Standard for senior, lead and executive roles, and across most large IT MNCs (TCS, Infosys, Wipro, Cognizant, Accenture, Capgemini etc.). Buyout is the most common path to shorten it.

Notice period by company type (typical)

Company TypeCommon Notice PeriodBuyout common?
Startup (Seed / Series A)15 – 30 daysRare
SME / Mid-size30 daysSometimes
Indian IT MNC (TCS / Infy / Wipro)60 – 90 daysYes
Global IT MNC (Accenture, Capgemini, IBM)90 daysYes
Banking / BFSI60 – 90 daysSometimes
Manufacturing / Core30 – 60 daysRare
Government / PSU30 – 90 daysNo

Leave adjustment & buyout rules

Leave adjustment: Many employers let you adjust your earned/privilege leave (EL/PL) against the notice period. So if you owe 60 days notice and have 20 EL balance, your effective notice becomes 40 days. Casual leave (CL) and sick leave (SL) are usually not adjustable.

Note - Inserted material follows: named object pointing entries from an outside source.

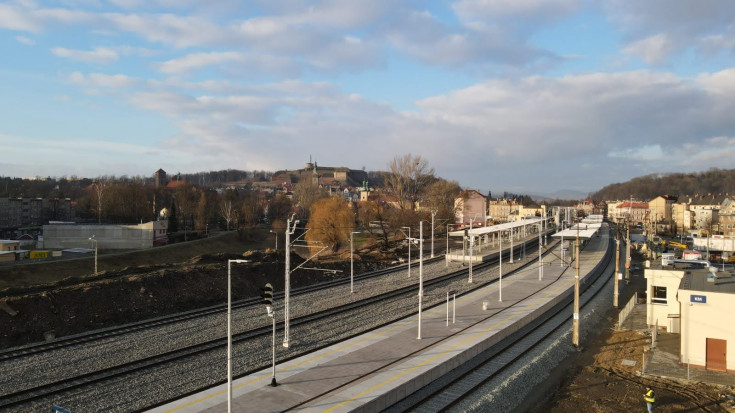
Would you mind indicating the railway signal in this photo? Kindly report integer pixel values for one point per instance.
(267, 296)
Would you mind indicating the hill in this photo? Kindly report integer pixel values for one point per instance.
(713, 181)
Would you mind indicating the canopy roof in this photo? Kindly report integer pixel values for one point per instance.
(497, 228)
(580, 230)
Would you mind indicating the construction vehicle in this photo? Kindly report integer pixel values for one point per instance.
(674, 244)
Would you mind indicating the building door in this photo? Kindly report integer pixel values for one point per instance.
(716, 354)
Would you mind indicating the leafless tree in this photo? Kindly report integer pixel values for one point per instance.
(99, 190)
(227, 212)
(409, 177)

Buyout (notice pay): If you can't serve the full notice, the company recovers basic salary × un-served days. Many new employers reimburse this. Always get the buyout amount in writing before resigning.

Last working day – worked examples

  • Resign on 1 Apr, 30-day calendar notice → LWD = 1 May.
  • Resign on 1 Apr, 60-day calendar notice → LWD = 31 May.
  • Resign on 1 Apr, 90-day calendar notice → LWD = 30 Jun.
  • Resign on 1 Apr, 30 working days (no Sat/Sun) → LWD ≈ 13 May.

Pro tips when serving notice

  • Submit resignation in writing (email) — verbal notice does not start the clock.
  • Get your accepted resignation acknowledgement from HR.
  • Document handover in a shared doc; CC your manager and HR.
  • Apply for relieving + experience letter on day 1 of the last week.
  • Confirm the exact F&F settlement timeline (usually 30–45 days post LWD).